Car, en effet, « La princesse de Clèves » n'est pas une oeuvre facile ni un roman d'amour façon Barbara Cartland. Tout est ici dans la nuance, dans le non-dit, dans le désir amoureux plutôt que dans son accomplissement. L'amour impossible entre la princesse de Clèves et le Duc de Nemours, ce jeu de cache-cache subtil qui nous fait pénétrer dans l'intimité des deux amants est complètement étranger à l'univers bling-bling et clinquant du gnome de l'Élysée. Prenons pour exemple les tourments de Mr de Nemours :
« Car, enfin, elle m'aime, disait-il ; elle m'aime, je n'en saurais douter ; les plus grands engagements et les plus grandes faveurs ne sont pas des marques si assurées que celles que j'en ai eues. Cependant je suis traité avec la même rigueur que si j'étais haï ; j'ai espéré au temps, je n'en dois plus rien attendre ; je la vois toujours se défendre également contre moi et contre elle-même. Si je n'étais point aimé, je songerais à plaire ; mais je plais, on m'aime, et on me le cache. Que puis-je donc espérer, et quel changement dois-je attendre dans ma destinée ? Quoi ! Je serais aimé de la plus aimable personne du monde et je n'aurai cet excès d'amour que donnent les premières certitudes d'être aimé que pour mieux sentir la douleur d'être maltraîté ! « Laissez-moi voir que vous m'aimez, belle princesse, s'écria-t-il, laissez-moi voir vos sentiments ; pourvu que je les connaisse par vous une fois dans ma vie, je consens que vous repreniez pour toujours ces rigueurs dont vous m'accabliez. Regardez-moi du moins avec ces mêmes yeux dont je vous ai vue cette nuit regarder mon portrait ; pouvez-vous l'avoir regardé avec tant de douceur et m'avoir fui moi-même si cruellement ? Que craignez-vous ? Pourquoi mon amour vous est-il si redoutable ? Vous m'aimez, vous me le cachez inutilement ; vous-même m'en avez donné des marques involontaires. Je sais mon bonheur ; laissez-m'en jouir, et cessez de me rendre malheureux. » Est-il possible , reprenait-il, que je sois aimé de Mme de Clèves et que je sois malheureux? »

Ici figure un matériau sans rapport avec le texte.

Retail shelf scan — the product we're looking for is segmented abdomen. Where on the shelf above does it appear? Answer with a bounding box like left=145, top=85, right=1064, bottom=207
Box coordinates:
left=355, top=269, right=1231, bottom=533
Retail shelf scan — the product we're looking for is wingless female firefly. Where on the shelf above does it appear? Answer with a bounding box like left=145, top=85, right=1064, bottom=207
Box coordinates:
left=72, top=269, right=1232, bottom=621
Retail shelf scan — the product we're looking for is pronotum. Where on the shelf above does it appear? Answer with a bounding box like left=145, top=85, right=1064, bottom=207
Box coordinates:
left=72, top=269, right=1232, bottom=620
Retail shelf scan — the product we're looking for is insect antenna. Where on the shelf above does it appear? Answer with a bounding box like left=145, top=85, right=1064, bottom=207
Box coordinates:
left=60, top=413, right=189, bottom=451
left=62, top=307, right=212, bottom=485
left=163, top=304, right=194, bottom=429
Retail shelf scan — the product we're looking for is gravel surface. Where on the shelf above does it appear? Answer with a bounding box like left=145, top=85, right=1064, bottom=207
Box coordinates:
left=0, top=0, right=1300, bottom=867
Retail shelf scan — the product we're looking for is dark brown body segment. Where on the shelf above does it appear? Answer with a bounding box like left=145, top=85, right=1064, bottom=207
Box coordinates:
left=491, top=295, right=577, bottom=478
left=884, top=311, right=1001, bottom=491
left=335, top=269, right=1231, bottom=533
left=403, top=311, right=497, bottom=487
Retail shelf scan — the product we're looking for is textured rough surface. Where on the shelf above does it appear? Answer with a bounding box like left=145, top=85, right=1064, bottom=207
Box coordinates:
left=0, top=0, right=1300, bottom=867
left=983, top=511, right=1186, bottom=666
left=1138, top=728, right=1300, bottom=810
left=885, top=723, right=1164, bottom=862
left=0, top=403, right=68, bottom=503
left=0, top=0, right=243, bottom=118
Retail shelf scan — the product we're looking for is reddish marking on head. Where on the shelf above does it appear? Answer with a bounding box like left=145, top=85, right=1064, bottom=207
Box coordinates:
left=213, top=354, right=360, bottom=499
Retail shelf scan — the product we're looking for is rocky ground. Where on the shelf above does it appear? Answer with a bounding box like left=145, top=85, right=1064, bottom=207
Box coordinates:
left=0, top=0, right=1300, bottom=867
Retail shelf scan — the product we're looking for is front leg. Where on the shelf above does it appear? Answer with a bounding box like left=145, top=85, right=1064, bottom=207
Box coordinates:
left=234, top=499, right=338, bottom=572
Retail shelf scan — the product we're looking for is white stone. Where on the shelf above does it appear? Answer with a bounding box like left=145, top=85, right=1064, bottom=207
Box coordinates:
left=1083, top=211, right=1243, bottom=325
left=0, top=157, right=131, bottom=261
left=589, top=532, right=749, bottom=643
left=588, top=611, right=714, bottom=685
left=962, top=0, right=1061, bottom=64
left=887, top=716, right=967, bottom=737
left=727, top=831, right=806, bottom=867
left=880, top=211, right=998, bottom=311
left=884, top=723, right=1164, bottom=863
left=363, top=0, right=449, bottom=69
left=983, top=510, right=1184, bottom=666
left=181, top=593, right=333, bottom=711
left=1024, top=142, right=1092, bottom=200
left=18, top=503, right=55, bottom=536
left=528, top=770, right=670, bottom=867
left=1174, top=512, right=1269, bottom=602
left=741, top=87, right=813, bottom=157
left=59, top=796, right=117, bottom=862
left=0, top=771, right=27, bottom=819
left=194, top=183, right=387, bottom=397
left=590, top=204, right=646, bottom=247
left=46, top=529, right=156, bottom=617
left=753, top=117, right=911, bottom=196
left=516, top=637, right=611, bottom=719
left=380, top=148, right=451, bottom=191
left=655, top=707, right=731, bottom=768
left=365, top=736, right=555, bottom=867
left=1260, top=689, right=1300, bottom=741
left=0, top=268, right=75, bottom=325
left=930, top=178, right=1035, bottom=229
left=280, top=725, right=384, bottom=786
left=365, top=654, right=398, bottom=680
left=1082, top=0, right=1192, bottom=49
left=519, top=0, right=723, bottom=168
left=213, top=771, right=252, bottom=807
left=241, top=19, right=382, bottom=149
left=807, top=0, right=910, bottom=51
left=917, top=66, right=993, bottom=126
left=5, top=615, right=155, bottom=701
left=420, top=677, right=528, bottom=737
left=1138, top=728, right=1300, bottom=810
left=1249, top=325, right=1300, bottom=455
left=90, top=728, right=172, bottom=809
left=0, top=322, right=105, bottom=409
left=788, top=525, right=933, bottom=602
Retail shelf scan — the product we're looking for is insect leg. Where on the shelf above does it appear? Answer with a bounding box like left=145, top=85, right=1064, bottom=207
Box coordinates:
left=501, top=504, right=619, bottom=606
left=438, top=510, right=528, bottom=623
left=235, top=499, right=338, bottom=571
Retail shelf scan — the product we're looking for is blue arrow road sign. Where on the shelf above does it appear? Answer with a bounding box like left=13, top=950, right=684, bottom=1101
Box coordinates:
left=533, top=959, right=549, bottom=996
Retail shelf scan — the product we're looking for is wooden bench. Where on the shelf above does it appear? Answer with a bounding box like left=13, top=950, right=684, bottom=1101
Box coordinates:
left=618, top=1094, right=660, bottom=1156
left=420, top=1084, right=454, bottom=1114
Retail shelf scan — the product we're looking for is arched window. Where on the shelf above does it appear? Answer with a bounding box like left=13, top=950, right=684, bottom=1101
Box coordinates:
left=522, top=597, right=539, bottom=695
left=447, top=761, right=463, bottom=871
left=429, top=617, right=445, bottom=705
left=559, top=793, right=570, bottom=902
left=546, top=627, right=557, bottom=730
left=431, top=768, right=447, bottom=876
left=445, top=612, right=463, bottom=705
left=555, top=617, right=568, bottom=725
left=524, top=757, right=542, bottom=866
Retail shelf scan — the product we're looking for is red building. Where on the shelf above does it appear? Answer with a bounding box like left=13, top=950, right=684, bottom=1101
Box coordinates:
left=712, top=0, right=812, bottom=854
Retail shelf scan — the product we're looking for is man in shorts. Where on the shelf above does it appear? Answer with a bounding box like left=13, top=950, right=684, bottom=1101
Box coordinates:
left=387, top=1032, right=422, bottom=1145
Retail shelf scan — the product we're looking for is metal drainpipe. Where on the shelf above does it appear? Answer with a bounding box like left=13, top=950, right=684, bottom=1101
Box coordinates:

Assurément, si le Duc de Nemours eût-été Nicolas Sarkozy, gageons que ces tergiversations eussent été moins longues. Il l'aurait emmené à Eurodisney et aurait ensuite déclaré, avec la pauvreté de langage qui le caractérise : « Mme de Clèves et moi, c'est du sérieux! »
Mais un océan, que dis-je, un univers, sépare le roman de Mme de la Fayette des gesticulations du parvenu de l'Élysée et les attaques de celui-ci contre cet ouvrage ne font que rendre plus tangible l'abime culturel de celui qui prétend diriger aux destinées de notre nation.
Ces consternantes petites phrases assassines n'auront finalement réussi qu'à ridiculiser (une fois de plus!) celui qui les a proférées tout en érigeant La princesse de Clèves en une icône de l'insoumission à la Beaufisation de la société française.
Il faut lire, ou relire, La princesse de Clèves. Vous accomplirez en cela un acte militant et vous vous démarquerez ainsi du cloaque dans lequel les néo-obscurantistes tentent de nous ensevelir.